Русская невестка - Левон Восканович Адян
Часа за два до прихода Арсена Елена решила, что в доме все несколько успокоилось и уже можно заговорить со свекровью в надежде, что ее шаг к примирению будет понят и принят. Для храбрости она толкнула пальцем Машку, стоящую на подоконнике. Машка тренькнула, повалилась на бок, снова тренькнула и встала, малость покачалась на месте, как бы испытывая собственную устойчивость, и наконец замерла с лукавой улыбочкой на мордочке. Елена спустилась. На кухне свекрови не оказалось. Она прошла в комнату, но и там ее не было. Елена вышла, обогнула дом и увидела всех троих: свекра, свекровь и тетку Ануш. На траве был расстелен домотканый разноцветный ковер, точно такой же, какие стирали женщины утром на речке. Они сидели на ковре, а перед ними возвышалась горка крупного зеленого перца — ядреного и острого, как пламя.
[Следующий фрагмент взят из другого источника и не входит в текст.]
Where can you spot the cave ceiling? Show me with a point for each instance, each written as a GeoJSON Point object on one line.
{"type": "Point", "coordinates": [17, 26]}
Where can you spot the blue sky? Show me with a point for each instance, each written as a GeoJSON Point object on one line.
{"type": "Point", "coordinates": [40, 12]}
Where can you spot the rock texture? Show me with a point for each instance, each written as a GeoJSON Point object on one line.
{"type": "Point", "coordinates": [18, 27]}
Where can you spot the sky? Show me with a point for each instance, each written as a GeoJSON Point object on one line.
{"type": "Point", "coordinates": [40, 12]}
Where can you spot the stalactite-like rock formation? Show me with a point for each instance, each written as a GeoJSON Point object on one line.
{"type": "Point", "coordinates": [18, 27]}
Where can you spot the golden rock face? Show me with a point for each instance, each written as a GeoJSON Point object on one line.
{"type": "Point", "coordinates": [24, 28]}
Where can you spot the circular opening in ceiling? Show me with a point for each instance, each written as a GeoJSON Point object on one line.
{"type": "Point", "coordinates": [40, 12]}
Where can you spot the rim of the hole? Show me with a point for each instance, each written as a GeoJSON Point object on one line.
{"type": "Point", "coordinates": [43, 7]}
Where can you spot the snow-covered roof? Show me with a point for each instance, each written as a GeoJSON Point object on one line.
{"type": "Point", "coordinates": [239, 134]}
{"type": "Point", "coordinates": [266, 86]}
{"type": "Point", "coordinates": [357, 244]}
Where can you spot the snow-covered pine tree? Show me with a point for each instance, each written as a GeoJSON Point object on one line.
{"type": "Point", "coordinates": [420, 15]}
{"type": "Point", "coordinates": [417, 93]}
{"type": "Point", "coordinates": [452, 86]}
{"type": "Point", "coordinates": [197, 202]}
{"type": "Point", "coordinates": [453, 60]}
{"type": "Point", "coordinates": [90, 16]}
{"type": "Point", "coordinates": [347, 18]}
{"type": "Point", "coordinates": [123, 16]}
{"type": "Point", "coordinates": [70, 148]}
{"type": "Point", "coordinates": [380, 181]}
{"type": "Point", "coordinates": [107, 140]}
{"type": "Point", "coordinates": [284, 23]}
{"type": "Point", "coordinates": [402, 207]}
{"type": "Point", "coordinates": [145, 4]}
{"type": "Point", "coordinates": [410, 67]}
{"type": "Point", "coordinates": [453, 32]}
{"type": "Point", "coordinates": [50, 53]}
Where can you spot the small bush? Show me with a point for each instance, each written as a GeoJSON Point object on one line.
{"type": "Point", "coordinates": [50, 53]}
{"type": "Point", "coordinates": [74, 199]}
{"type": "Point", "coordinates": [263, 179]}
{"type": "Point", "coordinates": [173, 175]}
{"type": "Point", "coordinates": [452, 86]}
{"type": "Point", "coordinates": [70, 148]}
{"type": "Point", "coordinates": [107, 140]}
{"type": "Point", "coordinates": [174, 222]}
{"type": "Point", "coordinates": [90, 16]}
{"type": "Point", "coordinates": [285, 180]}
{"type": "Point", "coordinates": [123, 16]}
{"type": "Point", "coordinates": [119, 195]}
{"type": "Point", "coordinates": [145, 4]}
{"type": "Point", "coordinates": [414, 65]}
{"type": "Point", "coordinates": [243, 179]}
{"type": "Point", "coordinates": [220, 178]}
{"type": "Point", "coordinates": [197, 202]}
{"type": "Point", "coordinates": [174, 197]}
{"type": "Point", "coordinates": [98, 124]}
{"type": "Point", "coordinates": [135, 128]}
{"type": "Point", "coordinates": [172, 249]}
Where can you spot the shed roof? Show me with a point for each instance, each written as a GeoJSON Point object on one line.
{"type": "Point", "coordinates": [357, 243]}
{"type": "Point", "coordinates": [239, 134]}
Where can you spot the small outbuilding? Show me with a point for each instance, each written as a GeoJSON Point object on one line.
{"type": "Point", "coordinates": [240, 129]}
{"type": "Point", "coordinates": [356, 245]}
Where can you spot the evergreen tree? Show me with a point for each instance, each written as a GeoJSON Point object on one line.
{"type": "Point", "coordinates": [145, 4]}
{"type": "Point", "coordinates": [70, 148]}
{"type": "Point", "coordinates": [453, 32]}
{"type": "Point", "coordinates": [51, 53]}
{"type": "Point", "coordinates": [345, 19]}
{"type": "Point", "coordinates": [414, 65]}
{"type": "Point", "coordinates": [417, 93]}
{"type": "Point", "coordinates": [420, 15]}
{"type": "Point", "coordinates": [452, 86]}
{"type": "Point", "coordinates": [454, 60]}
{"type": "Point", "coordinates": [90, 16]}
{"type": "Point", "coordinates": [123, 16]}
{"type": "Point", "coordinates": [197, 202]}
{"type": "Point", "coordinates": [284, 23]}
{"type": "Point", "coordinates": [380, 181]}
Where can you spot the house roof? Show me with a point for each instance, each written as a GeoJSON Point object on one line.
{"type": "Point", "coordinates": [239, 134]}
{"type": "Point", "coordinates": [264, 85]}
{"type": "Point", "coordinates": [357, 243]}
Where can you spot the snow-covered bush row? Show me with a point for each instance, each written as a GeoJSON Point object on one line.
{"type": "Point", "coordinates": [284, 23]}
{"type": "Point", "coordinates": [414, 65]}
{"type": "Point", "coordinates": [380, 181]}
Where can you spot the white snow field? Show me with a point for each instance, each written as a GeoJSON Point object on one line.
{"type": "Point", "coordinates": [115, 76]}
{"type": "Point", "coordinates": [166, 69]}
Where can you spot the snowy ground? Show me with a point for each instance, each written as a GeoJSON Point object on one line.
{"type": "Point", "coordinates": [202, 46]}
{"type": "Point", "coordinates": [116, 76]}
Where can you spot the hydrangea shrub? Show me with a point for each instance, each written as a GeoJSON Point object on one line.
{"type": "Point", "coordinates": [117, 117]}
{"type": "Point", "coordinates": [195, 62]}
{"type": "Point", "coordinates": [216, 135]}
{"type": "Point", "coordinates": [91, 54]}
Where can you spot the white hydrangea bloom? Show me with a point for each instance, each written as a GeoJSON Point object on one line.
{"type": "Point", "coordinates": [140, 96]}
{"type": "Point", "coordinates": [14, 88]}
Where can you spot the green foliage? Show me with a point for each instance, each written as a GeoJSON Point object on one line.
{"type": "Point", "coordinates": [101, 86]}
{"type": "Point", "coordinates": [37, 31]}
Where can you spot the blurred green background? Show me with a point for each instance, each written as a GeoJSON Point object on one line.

Утром, когда свекор принес целый мешок, Елена даже удивилась, что бывает такой перец. Сейчас женщины перебирали его — самые крупные и сочные пойдут на засол, остальные повесят сушить.
Сестры о чем-то вполголоса разговаривали. Однако, едва увидев Елену, они тотчас умолкли, насторожившись, впрочем, не прерывая работы и неумело делая вид, что не замечают ее, да и не заботясь о том, чтобы это выглядело правдоподобно, потому что не заметить Елену было невозможно — до нее было не более десяти шагов.
Елена подошла и, пытаясь унять нервную дрожь в голосе, сказала:
— Мама… мама, я хочу сказать, что вы были правы. Я… я, конечно, не должна была садиться на мотоцикл… И никогда больше этого не сделаю. Просто с непривычки мне было тяжело нести кувшин одной и поэтому… вот… так что извините меня, больше это не повторится. — Она заставила себя улыбнуться, хотя на глаза наворачивались слезы унижения и боли, потому что, пока она говорила, ни одна из сестер не подняла голову и не посмотрела на нее. Лишь свекор — она это чувствовала кожей — стоял за ее спиной и хмуро, осуждающе смотрел на них. Только его присутствие придавало Елене сил выдержать эту унизительную пытку и продолжать говорить дальше: — Я даже хотела упросить Арсена научить меня ездить на мотоцикле, но теперь… теперь я этого не сделаю…
Она умолкла, подождала, последует ли ответ. Ответа не было, лишь тетка Ануш демонстративно отвернулась, поджав тонкие сухие губы. Елена, чувствуя, как у нее подкашиваются ноги, в растерянности повернулась к свекру, но тот лишь неопределенно поглаживал здоровой рукой пустой рукав пиджака и глядел на свояченицу.
— Ну что вы молчите?! — не выдержала Лена. — Айрик, вы переведите…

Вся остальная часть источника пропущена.